Consumer confidence rebounds in June after two months of declines
Consumer confidence bounced back to hit an eight-month high in June despite the recent sharp slowdown in job growth.
After two straight months of dips, the Conference Board Consumer Confidence Index jumped from a revised 92.4 in May to 98.0 in June. The survey period ended on June 16, before the United Kingdom’s vote to leave the European Union and the ensuing turbulence in financial markets.
Consumers’ appraisal of present business and employment conditions, as well as their expectations for the next six months, improved slightly from May.
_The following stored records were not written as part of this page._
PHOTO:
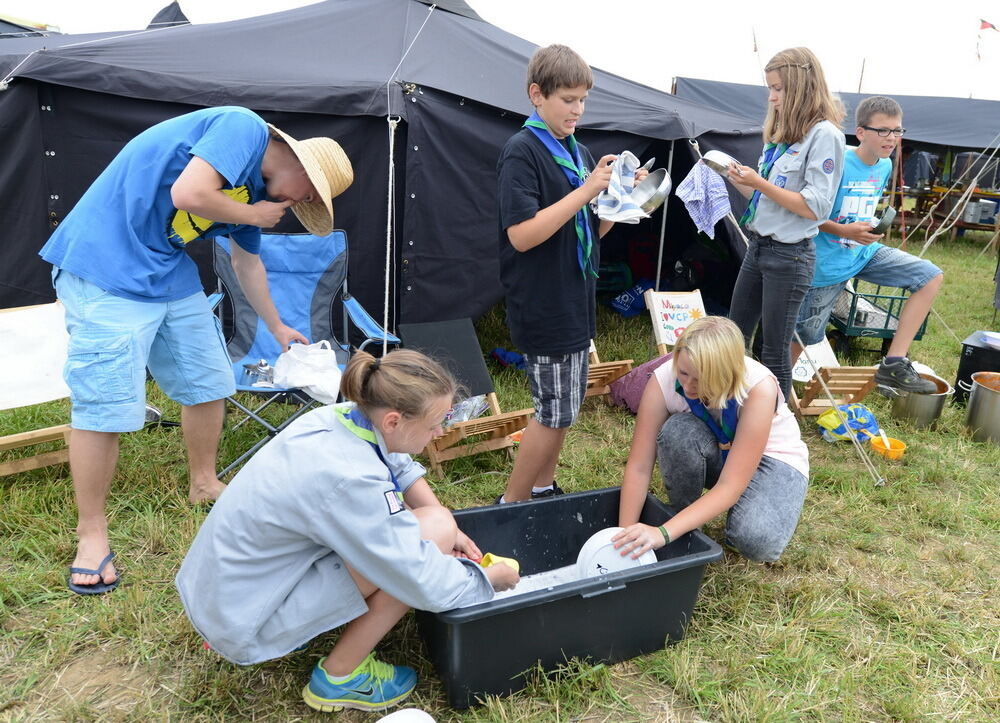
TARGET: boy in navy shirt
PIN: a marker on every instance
(549, 256)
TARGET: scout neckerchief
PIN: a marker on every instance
(730, 416)
(576, 173)
(361, 427)
(772, 152)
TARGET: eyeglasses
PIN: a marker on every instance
(886, 132)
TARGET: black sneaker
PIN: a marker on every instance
(551, 492)
(894, 378)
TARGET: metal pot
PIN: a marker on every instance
(652, 190)
(718, 161)
(922, 410)
(983, 415)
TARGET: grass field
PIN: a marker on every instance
(883, 607)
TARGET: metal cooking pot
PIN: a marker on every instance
(652, 191)
(718, 161)
(983, 415)
(922, 410)
(885, 222)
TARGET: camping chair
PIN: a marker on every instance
(454, 344)
(33, 355)
(600, 374)
(305, 274)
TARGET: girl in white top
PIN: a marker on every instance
(715, 419)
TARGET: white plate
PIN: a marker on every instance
(598, 555)
(992, 338)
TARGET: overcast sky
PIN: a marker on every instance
(911, 47)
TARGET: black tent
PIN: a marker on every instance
(169, 15)
(954, 122)
(338, 68)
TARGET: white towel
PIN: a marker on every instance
(705, 197)
(615, 203)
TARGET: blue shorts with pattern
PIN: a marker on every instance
(112, 340)
(888, 267)
(558, 386)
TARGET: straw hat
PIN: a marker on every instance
(329, 169)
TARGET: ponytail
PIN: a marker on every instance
(403, 380)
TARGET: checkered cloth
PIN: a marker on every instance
(705, 197)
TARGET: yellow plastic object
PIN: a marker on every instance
(894, 451)
(489, 559)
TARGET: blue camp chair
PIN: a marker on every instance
(306, 274)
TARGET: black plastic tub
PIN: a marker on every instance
(486, 649)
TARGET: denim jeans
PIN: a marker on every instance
(772, 282)
(763, 519)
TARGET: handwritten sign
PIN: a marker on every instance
(671, 312)
(821, 354)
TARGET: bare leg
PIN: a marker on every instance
(92, 460)
(536, 461)
(362, 634)
(202, 426)
(912, 316)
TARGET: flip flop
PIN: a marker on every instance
(98, 587)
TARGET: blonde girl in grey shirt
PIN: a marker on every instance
(791, 192)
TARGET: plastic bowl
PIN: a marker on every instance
(895, 450)
(598, 555)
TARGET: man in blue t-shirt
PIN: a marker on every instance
(847, 248)
(133, 298)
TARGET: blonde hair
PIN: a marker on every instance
(558, 66)
(403, 380)
(714, 344)
(806, 101)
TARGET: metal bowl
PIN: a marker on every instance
(652, 191)
(719, 161)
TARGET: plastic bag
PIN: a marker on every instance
(466, 409)
(312, 368)
(859, 418)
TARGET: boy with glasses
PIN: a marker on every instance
(846, 247)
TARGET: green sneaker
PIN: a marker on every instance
(376, 686)
(895, 378)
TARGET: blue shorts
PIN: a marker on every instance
(888, 267)
(112, 340)
(558, 385)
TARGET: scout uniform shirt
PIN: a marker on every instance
(812, 167)
(266, 572)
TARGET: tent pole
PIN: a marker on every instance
(663, 218)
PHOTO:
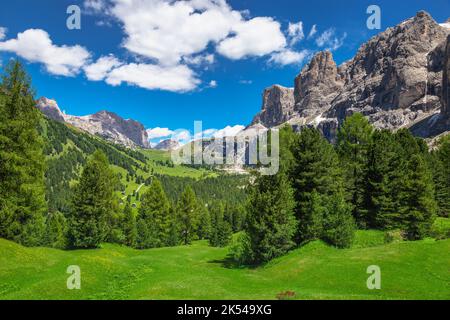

A smaller share of those surveyed said business conditions were bad in June — 17.7%, down from 21.4% the previous month. And nearly 27% said conditions were good, up from 26.1%. The portion expecting better business conditions the next six months increased to 16.8% from 15%.
Meanwhile, consumers’ perception of the labor market isn’t as dire as May’s job report indicates. The portion expecting more jobs in the next six months rose from 12.5% in May to 14.2%; the share expecting fewer jobs decreased from 18.2% to 17.9%.
However, Americans are more cautious of today's overall job landscape, with 23.4% saying jobs are plentiful, down from 24.5% in May. But fewer also say jobs are hard to get. The government said the economy added just 38,000 jobs in May.
“Labor market perceptions are not corroborating any sudden weakening in the labor market; neither are jobless claims,” says Jim O'Sullivan, chief U.S. economist of High Frequency Economics.
Meanwhile, the 4.7% unemployment rate is increasing wage pressures, with 18.2% of consumers expecting their incomes to rise in the next six months, up from 16.5% in the previous survey.
The bump In confidence should support continued strong spending by consumers.
“It looks like real consumption growth accelerated to at least 3.5% annualized in the second quarter, and the resilience of confidence supports our view that spending will continue to grow at close to 3% over the rest of the year,” says economist Andrew Hunter of Capital Economics.